C’est certainement en raison de ces deux raisons que la société AMAZIGH BREWING COMPANY a renoncé à déposer une marque auprès de l’OMPIC. Le troisième élément tient à la supposée personne russe derrière cette société. Il résulte des statuts de la société, consultables en ligne, que si une personne russe est impliquée, elle n’en est pas l’associée. En effet, il y a bien un ressortissant russe mais qui est seulement gérant de la société.

En revanche, l’associé unique, toujours selon les statuts, est un résident marocain de nationalité étrangère. A la vérité, la question de la nationalité des associés ou gérants importe peu ici. Les solutions exposées à l’instant sont valables quelque soit la nationalité ou l’origine des personnes physiques derrière la société : elles sont les mêmes pour un marocain.

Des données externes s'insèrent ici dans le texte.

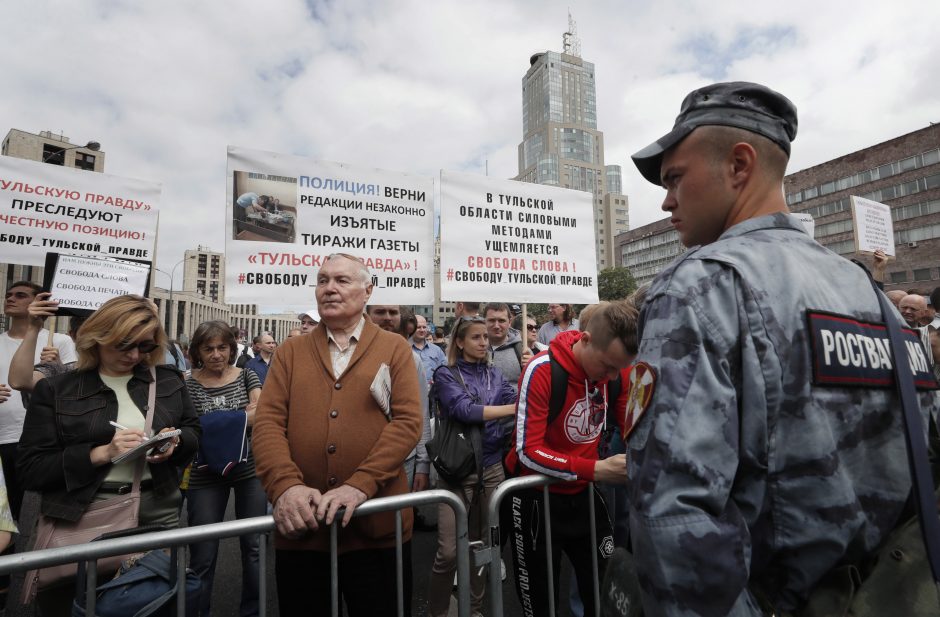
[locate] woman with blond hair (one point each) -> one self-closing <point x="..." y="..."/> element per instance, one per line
<point x="71" y="432"/>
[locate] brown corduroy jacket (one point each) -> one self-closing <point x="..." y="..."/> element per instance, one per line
<point x="313" y="429"/>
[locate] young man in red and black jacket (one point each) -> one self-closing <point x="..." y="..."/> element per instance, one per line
<point x="563" y="443"/>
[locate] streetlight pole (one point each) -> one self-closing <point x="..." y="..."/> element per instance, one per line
<point x="91" y="145"/>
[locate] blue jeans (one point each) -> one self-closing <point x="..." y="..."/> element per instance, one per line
<point x="207" y="505"/>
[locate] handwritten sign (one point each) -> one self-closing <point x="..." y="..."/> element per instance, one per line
<point x="873" y="227"/>
<point x="88" y="282"/>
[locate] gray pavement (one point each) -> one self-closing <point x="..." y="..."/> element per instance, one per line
<point x="227" y="588"/>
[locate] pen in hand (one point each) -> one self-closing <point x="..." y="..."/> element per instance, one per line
<point x="121" y="427"/>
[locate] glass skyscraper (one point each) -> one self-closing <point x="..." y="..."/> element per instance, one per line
<point x="561" y="145"/>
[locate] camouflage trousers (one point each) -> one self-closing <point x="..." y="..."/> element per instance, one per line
<point x="897" y="581"/>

Challenge: Est-ce qu’on peut estimer que la responsabilité d’un organe marocaine peut être engagée dans ce cas ?

M. Salmouni: L’Etablissement public qui est en première ligne est l’Office Marocain de la Propriété Industrielle et Commerciale (OMPIC). Sur le volet du droit des marques, rien ne peut lui être reproché puisqu’aucune marque ne semble avoir été déposée ou n’est encore publiée. En revanche, sur le terrain de la dénomination sociale, il peut être considéré qu’en délivrant le certificat négatif pour AMAZIGH BREWING COMPANY, l’OMPIC s’est montré moins sévère que dans d’autres circonstances et pour d’autres dénominations.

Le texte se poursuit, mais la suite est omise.